Thanks for the report and suggested fix! It's true that using NOT IN with a subquery can be inefficient, especially on large tables.
I actually rewritten the query using LEFT OUTER JOIN as NOT EXIST did not work as expected due to the Link table structure.
Could you check if this version of the query solves the performance issue for you?
Another function that could use similar refactor is delete_orphan_examples:
def delete_orphan_examples(self) -> None:
"""Delete examples that are not part of any dataset (session or otherwise)"""
def delete_orphans(model, link_model, link_field):
query = (
Example.select(Example.id)
.join(Link, orm.JOIN.LEFT_OUTER, on=(Link.example_id == Example.id))

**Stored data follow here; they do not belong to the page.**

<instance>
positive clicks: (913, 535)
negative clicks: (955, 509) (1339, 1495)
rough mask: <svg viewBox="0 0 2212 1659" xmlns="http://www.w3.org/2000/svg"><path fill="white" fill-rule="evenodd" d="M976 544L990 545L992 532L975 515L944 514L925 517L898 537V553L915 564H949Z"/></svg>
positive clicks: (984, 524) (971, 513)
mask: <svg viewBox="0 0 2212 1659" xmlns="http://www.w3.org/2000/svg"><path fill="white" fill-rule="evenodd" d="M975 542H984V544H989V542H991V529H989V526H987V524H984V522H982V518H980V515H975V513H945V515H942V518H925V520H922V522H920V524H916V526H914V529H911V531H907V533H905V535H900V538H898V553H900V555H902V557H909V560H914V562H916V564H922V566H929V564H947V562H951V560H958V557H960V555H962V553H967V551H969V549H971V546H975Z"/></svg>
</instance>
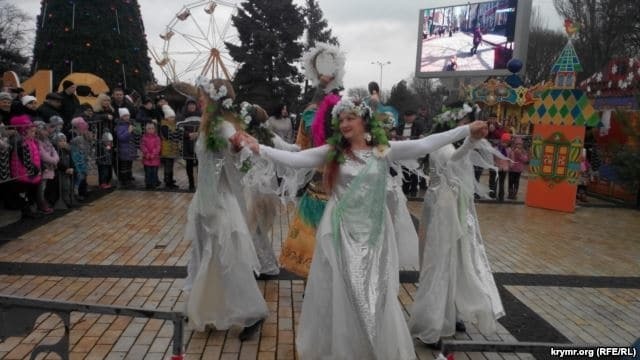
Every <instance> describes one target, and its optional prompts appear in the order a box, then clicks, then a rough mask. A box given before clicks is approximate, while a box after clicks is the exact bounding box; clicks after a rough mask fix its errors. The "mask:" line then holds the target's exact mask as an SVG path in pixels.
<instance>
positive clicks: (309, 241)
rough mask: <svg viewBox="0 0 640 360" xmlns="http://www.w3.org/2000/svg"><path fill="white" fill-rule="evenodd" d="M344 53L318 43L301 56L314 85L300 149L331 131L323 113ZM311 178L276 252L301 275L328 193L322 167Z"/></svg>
mask: <svg viewBox="0 0 640 360" xmlns="http://www.w3.org/2000/svg"><path fill="white" fill-rule="evenodd" d="M345 62H346V59H345V56H344V53H342V52H341V51H340V49H339V48H337V47H335V46H332V45H328V44H323V43H319V44H317V45H316V47H315V48H313V49H311V50H310V51H309V52H307V53H306V54H305V55H304V57H303V63H304V68H305V74H306V76H307V78H308V79H309V80H310V81H311V83H312V84H313V85H314V86H315V87H316V94H315V95H314V98H313V100H312V101H311V103H310V104H309V105H308V106H307V107H306V108H305V110H304V112H303V113H302V121H301V122H300V128H299V130H298V135H297V139H296V143H297V144H298V145H299V146H300V147H301V148H302V149H308V148H312V147H317V146H321V145H323V144H325V142H326V138H327V133H328V132H329V131H330V130H331V127H330V122H327V121H326V119H327V118H330V116H326V115H327V112H329V113H330V108H331V107H332V106H333V105H335V104H336V103H337V101H338V100H339V99H340V97H339V96H338V94H337V93H338V91H339V90H340V89H341V88H342V79H343V77H344V73H345V71H344V66H345ZM317 170H318V171H317V172H316V174H315V176H314V177H313V179H312V181H311V182H310V183H309V184H308V186H307V188H306V190H305V193H304V194H303V195H302V197H301V199H300V201H299V203H298V207H297V209H296V214H295V216H294V218H293V221H292V223H291V225H290V227H289V232H288V234H287V238H286V239H285V241H284V245H283V247H282V251H281V253H280V263H281V265H282V267H283V268H285V269H287V270H289V271H291V272H293V273H295V274H297V275H299V276H302V277H304V278H306V277H307V275H308V273H309V268H310V266H311V259H312V257H313V249H314V247H315V234H316V228H317V226H318V223H319V222H320V218H321V217H322V214H323V212H324V207H325V204H326V202H327V200H328V195H327V193H326V192H325V191H324V189H323V187H322V169H317Z"/></svg>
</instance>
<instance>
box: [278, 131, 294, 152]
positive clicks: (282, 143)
mask: <svg viewBox="0 0 640 360" xmlns="http://www.w3.org/2000/svg"><path fill="white" fill-rule="evenodd" d="M273 147H275V148H276V149H280V150H285V151H294V152H295V151H300V146H298V145H296V144H289V143H288V142H286V141H284V140H283V139H282V138H281V137H280V136H278V134H275V133H274V134H273Z"/></svg>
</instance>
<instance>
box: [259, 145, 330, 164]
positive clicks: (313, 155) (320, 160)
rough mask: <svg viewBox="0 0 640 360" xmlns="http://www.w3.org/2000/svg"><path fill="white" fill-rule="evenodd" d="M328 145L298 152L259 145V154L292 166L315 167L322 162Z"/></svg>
mask: <svg viewBox="0 0 640 360" xmlns="http://www.w3.org/2000/svg"><path fill="white" fill-rule="evenodd" d="M328 152H329V145H323V146H320V147H317V148H313V149H308V150H304V151H300V152H289V151H284V150H278V149H274V148H272V147H269V146H265V145H260V156H261V157H265V158H267V159H271V160H273V161H275V162H277V163H280V164H282V165H285V166H288V167H292V168H309V169H311V168H316V167H318V166H320V165H322V164H324V162H325V159H326V158H327V153H328Z"/></svg>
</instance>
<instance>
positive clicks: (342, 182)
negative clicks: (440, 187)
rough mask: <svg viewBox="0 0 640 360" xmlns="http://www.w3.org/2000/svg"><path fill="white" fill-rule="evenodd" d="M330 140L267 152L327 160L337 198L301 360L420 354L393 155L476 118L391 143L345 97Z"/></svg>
mask: <svg viewBox="0 0 640 360" xmlns="http://www.w3.org/2000/svg"><path fill="white" fill-rule="evenodd" d="M333 114H334V117H333V122H332V123H333V128H334V130H335V134H334V136H332V137H331V138H330V139H329V141H328V144H329V145H324V146H321V147H317V148H314V149H309V150H305V151H301V152H298V153H290V152H286V151H281V150H277V149H273V148H270V147H267V146H264V145H258V143H257V141H255V140H252V139H248V141H249V146H250V148H251V149H252V150H253V151H254V152H255V153H259V154H260V156H261V157H264V158H269V159H272V160H275V161H276V162H278V163H281V164H285V165H288V166H291V167H296V168H315V167H317V166H322V165H324V166H325V180H326V181H325V183H326V185H327V187H328V189H331V191H330V193H331V196H330V199H329V202H328V203H327V207H326V209H325V211H324V215H323V216H322V220H321V221H320V224H319V227H318V231H317V235H316V248H315V252H314V257H313V261H312V265H311V271H310V275H309V280H308V284H307V289H306V292H305V298H304V302H303V305H302V315H301V317H300V325H299V328H298V332H297V338H296V344H297V349H298V353H299V354H300V358H301V359H305V360H312V359H385V360H386V359H394V360H395V359H398V360H402V359H415V351H414V349H413V342H412V340H411V336H410V334H409V330H408V328H407V324H406V322H405V319H404V315H403V312H402V308H401V306H400V303H399V301H398V297H397V294H398V290H399V286H400V284H399V279H398V271H399V267H398V249H397V245H396V241H395V234H394V228H393V224H392V220H391V215H390V213H389V209H388V206H387V191H388V189H387V181H388V178H389V177H390V175H389V165H390V161H395V160H401V159H410V158H414V159H415V158H418V157H420V156H424V154H426V153H429V152H431V151H433V150H436V149H438V148H439V147H441V146H443V145H445V144H448V143H451V142H453V141H457V140H461V139H462V138H464V137H466V136H468V135H469V134H470V133H473V134H474V136H476V137H482V136H484V135H485V134H486V124H484V123H482V122H476V123H474V124H472V125H470V126H465V127H461V128H458V129H454V130H451V131H449V132H446V133H442V134H438V135H434V136H430V137H427V138H424V139H420V140H412V141H404V142H391V143H390V142H388V141H387V139H386V136H385V134H384V130H383V129H382V128H381V126H380V124H378V123H377V122H376V121H375V120H374V119H372V118H371V116H370V115H371V114H370V109H368V107H366V106H364V105H363V104H360V105H355V104H354V103H353V102H351V101H349V100H348V99H343V100H341V101H340V103H338V104H337V105H336V106H335V108H334V110H333Z"/></svg>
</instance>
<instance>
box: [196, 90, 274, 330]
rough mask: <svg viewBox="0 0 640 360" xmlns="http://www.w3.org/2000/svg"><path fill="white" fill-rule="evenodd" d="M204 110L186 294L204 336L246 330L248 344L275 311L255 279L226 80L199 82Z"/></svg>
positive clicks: (200, 91)
mask: <svg viewBox="0 0 640 360" xmlns="http://www.w3.org/2000/svg"><path fill="white" fill-rule="evenodd" d="M198 91H199V93H200V102H201V105H202V108H203V110H204V111H203V114H202V121H201V123H200V134H199V136H198V140H197V142H196V146H195V150H196V154H197V156H198V162H199V169H198V170H199V171H198V188H197V190H196V193H195V194H194V196H193V200H192V201H191V204H190V205H189V210H188V216H187V225H186V229H185V238H186V239H187V240H188V241H190V242H191V246H192V252H191V259H190V260H189V266H188V277H187V279H186V284H185V288H184V289H185V291H187V300H186V310H185V312H186V315H187V316H188V321H189V326H190V327H191V328H194V329H196V330H199V331H202V330H204V327H205V326H207V325H212V326H214V327H215V328H216V329H218V330H226V329H229V328H230V327H232V326H239V327H243V328H244V330H243V331H242V333H241V334H240V338H241V340H244V339H247V338H248V337H249V336H251V335H252V334H253V333H254V332H255V331H257V329H258V328H259V325H260V324H261V323H262V321H263V320H264V319H265V318H266V317H267V315H268V313H269V310H268V308H267V304H266V302H265V301H264V298H263V297H262V293H261V292H260V289H259V288H258V285H257V282H256V280H255V278H254V272H256V273H257V272H258V271H259V269H260V264H259V262H258V259H257V256H256V251H255V249H254V246H253V242H252V238H251V233H250V232H249V229H248V228H247V224H246V222H245V218H244V213H245V211H244V210H243V206H244V202H243V200H242V199H239V198H238V196H237V195H236V194H241V193H242V192H241V190H238V189H236V188H235V187H237V186H238V185H239V183H240V178H239V177H238V171H237V168H236V163H237V159H236V155H235V154H234V152H233V149H232V147H231V144H230V143H231V142H232V140H233V139H235V138H236V137H238V136H239V134H240V132H238V131H236V128H237V127H240V126H241V124H240V123H239V121H240V120H239V118H238V116H237V115H235V114H234V113H233V112H232V111H231V105H232V103H233V98H234V93H233V88H232V87H231V83H229V82H228V81H226V80H214V81H213V82H211V81H209V80H207V79H204V78H199V79H198Z"/></svg>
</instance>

.where(Link.example_id.is_null(True))
)
Example.delete().where(Example.id.in_(query)).execute()
st_query = (
StructuredExampleModel.select(StructuredExampleModel.id)
.join(
StructuredLinkModel,
orm.JOIN.LEFT_OUTER,
on=(StructuredLinkModel.example_id == StructuredExampleModel.id),
)
.where(StructuredLinkModel.example_id.is_null(True))
)
StructuredExampleModel.delete().where(StructuredExampleModel.id.in_(st_query)).execute()
While we prepare the patch, to try this out feel free to edit your local copy of db.py. One of the reasons we distribute Prodigy as pure Python is to make it easier for license holders to debug, create custom integrations, or develop complex custom recipes. I really appreciate your initiative in opening a PR—it's great to see community engagement! At the same time, please keep in mind that Prodigy remains closed source under a commercial license; the code access we provide is intended solely for licensed users, not to make the software fully public. Thank you!
If get_orphan_example_ids is still hanging for anyone, it's usually because of how Postgres handles LEFT OUTER JOINs on big tables. Even with the null filter, the planner can decide to do a sequential scan if Link.example_id and StructuredLinkModel.example_id don't have the right indexes.
Adding an index to those columns usually cuts the time it takes to run from minutes to seconds.
Also, be careful when you run queries inside Python loops. For example, doing Example.id.in_(query) on a huge orphan list can use up a lot of memory.
In most cases, it's much faster to let Postgres delete things with a single SQL statement that includes the join than to get the ids in Python first.